コードを見てわかるようにエンジニアとしてはコンピュータに対して1つずつステップを伝えています。

  1. Personを作る。

  2. Personの名前を設定する。

  3. Personの年齢を設定する。

  4. PersonにHelloと言わせる。

タイプ2:ソースコードはメッセージ

2つ目のタイプではソースコードをメッセージとして捉えており、コンピュータに意図を伝えるように書来ます。
前と同じ例をこのタイプの書き方で書くと…

const person = new Person("John", 30);
  :
person.sayHello();

この例ではエンジニアは

  1. 名前と年齢を設定したPersonを作る。

  2. PersonにHelloと言わせる。

という感じに書いています。

比較

短い例でしたが、違いは感じられましたでしょうか?
自分が2つのタイプを見ていて、以下の違いがあるな、と感じています。

  • 具体的 vs 抽象的:前者のタイプの方がより具体的で、どういうステップを踏んでいるのか細かく分かります。このタイプを書いているエンジニアが以前、この事に関して「読んだら何をしているのか分かる」と言っていました。それに対して後者は「意図」を伝える姿勢が現れていて、より抽象的になっています。

  • 命令的 vs 宣言的:前者はプログラムが「どうやって動くべきか」という具体的な命令を書いているため、命令的になります。後者は「何をすべきか」ということを表そうとしているため、より宣言的になります。

  • コードを書く対象:前者はコンピュータに対して書いているのに対して、後者はコードを読む人(他のエンジニアなど)に対して書いているという違いがあります。

自分の考え

このブログを読んでいただいている方々は、「結局どっちが良いの?」と思うかもしれませんので、その観点で自分の考えを書きたいと思います。

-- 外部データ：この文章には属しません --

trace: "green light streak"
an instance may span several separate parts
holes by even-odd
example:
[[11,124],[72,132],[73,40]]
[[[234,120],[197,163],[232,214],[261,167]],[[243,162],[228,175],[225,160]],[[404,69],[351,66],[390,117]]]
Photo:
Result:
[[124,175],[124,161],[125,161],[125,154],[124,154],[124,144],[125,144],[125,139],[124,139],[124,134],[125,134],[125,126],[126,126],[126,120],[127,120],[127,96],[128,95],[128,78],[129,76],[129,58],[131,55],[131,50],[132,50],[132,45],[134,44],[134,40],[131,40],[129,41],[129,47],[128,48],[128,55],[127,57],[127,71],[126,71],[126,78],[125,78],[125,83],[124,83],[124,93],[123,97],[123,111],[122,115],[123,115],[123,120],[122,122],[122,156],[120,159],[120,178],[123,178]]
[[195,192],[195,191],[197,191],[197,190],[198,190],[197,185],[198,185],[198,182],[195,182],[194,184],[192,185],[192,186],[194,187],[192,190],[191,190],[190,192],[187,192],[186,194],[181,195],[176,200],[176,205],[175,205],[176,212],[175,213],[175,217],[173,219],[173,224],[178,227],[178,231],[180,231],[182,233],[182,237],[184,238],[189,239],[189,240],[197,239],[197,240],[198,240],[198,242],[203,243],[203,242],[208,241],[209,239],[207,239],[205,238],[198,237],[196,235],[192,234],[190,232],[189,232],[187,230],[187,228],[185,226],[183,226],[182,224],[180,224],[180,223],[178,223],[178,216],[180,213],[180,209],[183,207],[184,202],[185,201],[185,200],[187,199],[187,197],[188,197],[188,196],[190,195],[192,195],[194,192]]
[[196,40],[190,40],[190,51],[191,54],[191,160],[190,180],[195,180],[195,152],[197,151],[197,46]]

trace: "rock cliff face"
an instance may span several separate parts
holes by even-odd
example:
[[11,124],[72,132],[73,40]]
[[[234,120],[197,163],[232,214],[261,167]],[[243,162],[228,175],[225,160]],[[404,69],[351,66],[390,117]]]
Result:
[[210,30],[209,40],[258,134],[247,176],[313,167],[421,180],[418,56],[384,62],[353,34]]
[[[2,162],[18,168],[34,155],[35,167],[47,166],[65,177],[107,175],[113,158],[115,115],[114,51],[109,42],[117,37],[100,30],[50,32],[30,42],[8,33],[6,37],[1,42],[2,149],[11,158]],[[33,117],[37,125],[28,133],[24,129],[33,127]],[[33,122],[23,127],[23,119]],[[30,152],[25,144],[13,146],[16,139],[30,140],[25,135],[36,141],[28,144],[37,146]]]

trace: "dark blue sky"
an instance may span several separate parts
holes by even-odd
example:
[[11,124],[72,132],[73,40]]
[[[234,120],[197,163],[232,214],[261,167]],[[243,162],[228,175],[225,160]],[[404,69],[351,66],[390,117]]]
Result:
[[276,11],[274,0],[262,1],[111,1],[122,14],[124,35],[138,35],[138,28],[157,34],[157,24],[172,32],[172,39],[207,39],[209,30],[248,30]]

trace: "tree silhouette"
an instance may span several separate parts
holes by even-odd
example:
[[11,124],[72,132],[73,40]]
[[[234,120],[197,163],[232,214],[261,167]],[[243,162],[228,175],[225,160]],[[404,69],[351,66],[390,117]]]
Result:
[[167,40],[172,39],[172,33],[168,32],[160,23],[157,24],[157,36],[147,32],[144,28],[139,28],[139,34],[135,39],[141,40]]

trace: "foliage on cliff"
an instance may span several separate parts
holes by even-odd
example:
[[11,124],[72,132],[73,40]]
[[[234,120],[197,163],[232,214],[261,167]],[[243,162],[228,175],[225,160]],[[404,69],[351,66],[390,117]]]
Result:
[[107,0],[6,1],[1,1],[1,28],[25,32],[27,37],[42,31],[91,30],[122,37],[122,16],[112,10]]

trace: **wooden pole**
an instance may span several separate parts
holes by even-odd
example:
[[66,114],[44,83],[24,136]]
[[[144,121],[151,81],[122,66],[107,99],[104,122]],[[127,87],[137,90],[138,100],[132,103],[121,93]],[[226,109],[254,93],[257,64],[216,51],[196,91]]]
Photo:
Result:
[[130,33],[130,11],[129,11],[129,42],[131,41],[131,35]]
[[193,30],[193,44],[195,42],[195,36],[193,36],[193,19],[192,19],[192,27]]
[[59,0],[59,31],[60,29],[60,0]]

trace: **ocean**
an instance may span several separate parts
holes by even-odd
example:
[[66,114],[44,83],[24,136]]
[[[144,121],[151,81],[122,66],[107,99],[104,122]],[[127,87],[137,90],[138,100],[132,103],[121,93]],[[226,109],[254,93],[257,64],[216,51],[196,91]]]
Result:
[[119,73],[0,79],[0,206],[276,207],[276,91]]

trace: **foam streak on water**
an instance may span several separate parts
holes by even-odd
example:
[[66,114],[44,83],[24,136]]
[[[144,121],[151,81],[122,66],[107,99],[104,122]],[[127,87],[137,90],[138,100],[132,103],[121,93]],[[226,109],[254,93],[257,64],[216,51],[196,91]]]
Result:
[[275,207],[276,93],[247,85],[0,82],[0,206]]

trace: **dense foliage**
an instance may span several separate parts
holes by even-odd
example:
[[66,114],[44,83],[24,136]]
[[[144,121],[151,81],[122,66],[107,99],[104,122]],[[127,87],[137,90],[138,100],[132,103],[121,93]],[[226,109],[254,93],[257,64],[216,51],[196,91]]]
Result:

もしみなさんがチーム開発をされている場合は、2つ目のタイプ、「ソースコードはメッセージ」の方を意識される方が良いと思います。理由は明白かもしれませんが、チーム開発では自分が書いたソースコードを他の方が読むことが多いため、その方々に自分が書く内容の意図が分かるように書くべきだからです。それには2つ目のタイプのほうが向いています。1つ目のタイプでは、ステップが細かく書かれているため、読み手としては理解するためにより頭を使わないとい毛なくなります。それに対して2つ目のタイプでは、細かい部分はクラスや関数、メソッドなどに隠蔽されていることが多いため、1つ1つ理解するための頭の労力が低くて済みます。

とは言え、場合による

と偉そうに語りつつも、プログラミングスタイル、パラダイム、フレームワーク、言語などについて議論するときは、必ず「場合による」という結論になることが多いです。今回の話も同じで、状況によってはどちらが良いかは変わってきます。ソフトウェアを開発している領域(ビジネスドメイン)、エンジニアのスキル、チームの状況などによって、どちらのタイプも正解になりえます。

大事なのは、自分がどのような状況にいるのかを理解し、その状況に合わせてどちらのタイプを使うかをしっかり考えており判断することだと思います。